As a result of the Deficit Reduction Act of 2005, with the average nursing home charging $6,000.00 per month for nursing care, all gifts being subject to a 5 year look-back period and a delayed penalty fuse, and with half-a-loaf gifting plans consuming approximately 50% of a client's spend-down amount, your clients cannot afford to self insure their long-term care costs.

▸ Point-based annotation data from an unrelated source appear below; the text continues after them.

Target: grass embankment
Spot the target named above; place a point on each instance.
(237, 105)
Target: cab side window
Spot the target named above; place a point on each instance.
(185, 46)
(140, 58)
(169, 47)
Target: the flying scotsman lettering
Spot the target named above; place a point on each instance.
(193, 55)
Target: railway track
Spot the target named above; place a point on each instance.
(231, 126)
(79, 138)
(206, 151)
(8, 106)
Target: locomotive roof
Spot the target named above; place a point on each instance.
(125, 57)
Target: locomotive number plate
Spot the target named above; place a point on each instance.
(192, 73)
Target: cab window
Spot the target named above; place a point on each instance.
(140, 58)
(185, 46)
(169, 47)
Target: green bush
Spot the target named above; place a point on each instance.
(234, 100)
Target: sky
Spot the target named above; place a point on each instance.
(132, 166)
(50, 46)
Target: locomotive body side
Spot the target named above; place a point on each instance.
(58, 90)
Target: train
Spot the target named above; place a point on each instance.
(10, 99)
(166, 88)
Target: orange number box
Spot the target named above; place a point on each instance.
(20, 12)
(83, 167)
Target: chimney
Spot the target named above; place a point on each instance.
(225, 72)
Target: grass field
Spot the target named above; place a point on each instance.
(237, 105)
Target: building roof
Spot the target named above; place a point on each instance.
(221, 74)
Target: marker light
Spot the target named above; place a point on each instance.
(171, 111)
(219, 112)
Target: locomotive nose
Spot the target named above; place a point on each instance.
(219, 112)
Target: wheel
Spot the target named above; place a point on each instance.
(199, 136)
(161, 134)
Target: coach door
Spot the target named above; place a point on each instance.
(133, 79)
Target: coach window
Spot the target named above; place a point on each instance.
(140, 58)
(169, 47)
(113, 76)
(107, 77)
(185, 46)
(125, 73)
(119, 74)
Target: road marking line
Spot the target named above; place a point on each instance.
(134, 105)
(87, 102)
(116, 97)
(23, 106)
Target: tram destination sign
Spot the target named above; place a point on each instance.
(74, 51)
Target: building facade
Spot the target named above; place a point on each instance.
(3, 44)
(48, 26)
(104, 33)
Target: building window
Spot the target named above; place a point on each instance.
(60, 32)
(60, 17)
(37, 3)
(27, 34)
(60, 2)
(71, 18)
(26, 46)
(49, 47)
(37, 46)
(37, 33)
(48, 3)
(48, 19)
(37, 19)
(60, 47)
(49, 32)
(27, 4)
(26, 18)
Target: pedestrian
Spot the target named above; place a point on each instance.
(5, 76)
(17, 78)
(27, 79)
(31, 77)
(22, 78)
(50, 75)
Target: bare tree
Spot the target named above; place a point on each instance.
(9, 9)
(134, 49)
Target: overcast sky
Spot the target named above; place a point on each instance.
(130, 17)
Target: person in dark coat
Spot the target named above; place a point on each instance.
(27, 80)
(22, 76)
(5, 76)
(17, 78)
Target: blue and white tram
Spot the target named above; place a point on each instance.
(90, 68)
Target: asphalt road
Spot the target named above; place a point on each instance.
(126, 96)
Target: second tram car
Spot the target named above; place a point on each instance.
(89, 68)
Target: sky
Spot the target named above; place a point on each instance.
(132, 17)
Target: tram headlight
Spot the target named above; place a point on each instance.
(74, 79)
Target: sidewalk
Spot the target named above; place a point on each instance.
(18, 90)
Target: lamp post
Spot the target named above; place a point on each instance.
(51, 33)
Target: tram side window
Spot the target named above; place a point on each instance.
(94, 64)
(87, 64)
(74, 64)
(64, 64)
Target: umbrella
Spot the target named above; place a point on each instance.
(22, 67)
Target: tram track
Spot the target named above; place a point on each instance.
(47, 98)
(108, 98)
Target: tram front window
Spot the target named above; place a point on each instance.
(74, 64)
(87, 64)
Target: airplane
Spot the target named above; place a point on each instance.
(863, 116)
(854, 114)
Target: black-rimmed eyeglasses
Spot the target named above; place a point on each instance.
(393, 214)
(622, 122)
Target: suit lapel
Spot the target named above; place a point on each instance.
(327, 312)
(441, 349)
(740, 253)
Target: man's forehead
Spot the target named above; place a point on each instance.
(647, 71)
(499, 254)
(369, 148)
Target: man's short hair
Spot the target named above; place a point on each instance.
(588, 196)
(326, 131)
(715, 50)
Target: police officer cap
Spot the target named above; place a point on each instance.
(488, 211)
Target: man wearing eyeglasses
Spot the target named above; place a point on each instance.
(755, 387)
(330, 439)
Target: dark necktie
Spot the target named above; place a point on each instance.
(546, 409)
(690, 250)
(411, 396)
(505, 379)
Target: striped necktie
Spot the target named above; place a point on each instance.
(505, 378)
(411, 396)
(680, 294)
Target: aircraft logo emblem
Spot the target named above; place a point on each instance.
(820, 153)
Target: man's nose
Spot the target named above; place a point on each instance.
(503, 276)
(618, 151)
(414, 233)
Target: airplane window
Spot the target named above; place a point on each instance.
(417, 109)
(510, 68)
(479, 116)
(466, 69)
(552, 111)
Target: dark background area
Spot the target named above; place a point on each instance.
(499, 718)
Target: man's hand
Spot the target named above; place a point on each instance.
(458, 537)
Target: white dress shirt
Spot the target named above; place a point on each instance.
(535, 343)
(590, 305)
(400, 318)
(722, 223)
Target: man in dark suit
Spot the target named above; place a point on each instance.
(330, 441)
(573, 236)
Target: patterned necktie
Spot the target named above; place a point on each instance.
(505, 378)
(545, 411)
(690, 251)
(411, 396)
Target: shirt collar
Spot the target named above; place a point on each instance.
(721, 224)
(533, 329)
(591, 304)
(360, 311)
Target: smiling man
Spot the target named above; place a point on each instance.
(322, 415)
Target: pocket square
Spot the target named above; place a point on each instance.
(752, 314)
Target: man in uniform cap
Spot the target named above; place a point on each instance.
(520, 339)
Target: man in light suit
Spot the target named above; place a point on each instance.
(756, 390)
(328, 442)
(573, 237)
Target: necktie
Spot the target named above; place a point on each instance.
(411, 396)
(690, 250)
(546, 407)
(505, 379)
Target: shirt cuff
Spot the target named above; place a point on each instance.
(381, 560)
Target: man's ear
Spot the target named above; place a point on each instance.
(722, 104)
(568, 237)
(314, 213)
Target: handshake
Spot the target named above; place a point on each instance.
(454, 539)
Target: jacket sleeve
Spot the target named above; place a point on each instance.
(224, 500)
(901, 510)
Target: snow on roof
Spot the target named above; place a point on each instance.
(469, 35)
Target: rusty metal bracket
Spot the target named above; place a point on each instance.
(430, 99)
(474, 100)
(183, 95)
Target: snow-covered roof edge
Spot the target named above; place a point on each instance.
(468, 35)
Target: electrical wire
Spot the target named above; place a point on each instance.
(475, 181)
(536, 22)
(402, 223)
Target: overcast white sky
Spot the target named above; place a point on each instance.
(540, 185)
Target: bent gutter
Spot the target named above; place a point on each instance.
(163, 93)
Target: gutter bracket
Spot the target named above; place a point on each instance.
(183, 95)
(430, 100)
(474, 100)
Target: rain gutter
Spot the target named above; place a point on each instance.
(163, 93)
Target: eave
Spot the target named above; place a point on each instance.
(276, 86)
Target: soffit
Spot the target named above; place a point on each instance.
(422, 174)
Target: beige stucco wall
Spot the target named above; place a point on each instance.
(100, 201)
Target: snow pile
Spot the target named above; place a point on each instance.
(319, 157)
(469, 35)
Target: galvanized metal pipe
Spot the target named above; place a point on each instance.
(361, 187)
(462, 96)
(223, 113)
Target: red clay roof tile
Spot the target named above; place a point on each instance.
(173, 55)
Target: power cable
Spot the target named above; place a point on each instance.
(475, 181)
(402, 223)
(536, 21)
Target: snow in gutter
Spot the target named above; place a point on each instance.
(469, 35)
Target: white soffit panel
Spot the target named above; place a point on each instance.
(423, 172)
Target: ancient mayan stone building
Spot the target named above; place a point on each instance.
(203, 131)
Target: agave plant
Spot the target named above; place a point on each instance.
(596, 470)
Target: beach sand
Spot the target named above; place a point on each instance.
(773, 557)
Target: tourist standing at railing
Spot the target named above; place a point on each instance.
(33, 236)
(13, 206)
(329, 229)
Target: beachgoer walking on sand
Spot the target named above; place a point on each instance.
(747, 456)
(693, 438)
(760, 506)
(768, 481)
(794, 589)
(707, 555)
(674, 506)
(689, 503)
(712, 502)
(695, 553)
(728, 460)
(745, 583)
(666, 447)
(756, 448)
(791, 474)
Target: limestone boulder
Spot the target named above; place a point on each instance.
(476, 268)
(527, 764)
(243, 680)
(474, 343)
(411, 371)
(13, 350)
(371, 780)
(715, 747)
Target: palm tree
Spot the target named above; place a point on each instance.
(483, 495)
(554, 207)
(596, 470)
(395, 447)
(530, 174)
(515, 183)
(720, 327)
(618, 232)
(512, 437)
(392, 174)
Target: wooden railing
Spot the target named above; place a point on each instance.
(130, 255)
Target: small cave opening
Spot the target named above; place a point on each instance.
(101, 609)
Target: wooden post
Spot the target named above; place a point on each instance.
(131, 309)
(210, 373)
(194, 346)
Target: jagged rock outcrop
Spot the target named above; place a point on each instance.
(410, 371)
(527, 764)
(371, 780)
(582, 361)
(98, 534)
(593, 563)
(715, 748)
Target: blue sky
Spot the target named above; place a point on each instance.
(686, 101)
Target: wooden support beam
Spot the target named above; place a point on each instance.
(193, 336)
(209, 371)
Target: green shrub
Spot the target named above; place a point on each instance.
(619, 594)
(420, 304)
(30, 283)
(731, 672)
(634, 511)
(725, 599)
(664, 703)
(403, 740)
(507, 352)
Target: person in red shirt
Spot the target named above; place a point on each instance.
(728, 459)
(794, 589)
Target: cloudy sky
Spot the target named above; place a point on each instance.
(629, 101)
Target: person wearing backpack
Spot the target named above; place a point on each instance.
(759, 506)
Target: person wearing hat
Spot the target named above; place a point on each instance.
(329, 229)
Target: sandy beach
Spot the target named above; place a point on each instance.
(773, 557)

What should your clients do? If your clients can afford to purchase traditional long-term care coverage, and they are healthy enough to get a preferred rating, it is my opinion that traditional long-term care insurance coverage provides the best result, especially if the policy contains non-forfeiture and full return of premium riders. However, in those cases where your clients are not healthy enough to qualify for traditional long-term care coverage, the next best solution would be for them to consider a non-traditional long-term care policy, such as "Money Guard Reserve." This policy is a universal life insurance contract which provides the following 3 key benefits:
- Long-Term Care Coverage
- Money Back Guarantee
- Income Tax Free Death Benefit
To illustrate an example, assume that Alice Smith is 65 years of age, in good health, a non-smoker, and believes that $300,000.00 is necessary to pay for her anticipated long-term care needs. If she self-insures, she will need to retain $300,000.00 of cash assets. With a Money Guard Reserve policy, if she invests $100,000.00, she will be entitled to receive $83,203.00 per year, for 6 years, for her long-term care needs (that's a maximum of $6,934.00 per month benefit - for a potential benefit payout of $499,218.00). In the alternative, if Alice does not require any long-term care needs during her lifetime, and dies with the policy, her beneficiaries will receive $166,406.00 in an income tax free death benefit.
Money Guard Reserve is offered by Lincoln Life and Annuity Company of New York, Syracuse, New York. The company has an AM Best rating of "A+" (2nd highest of 16).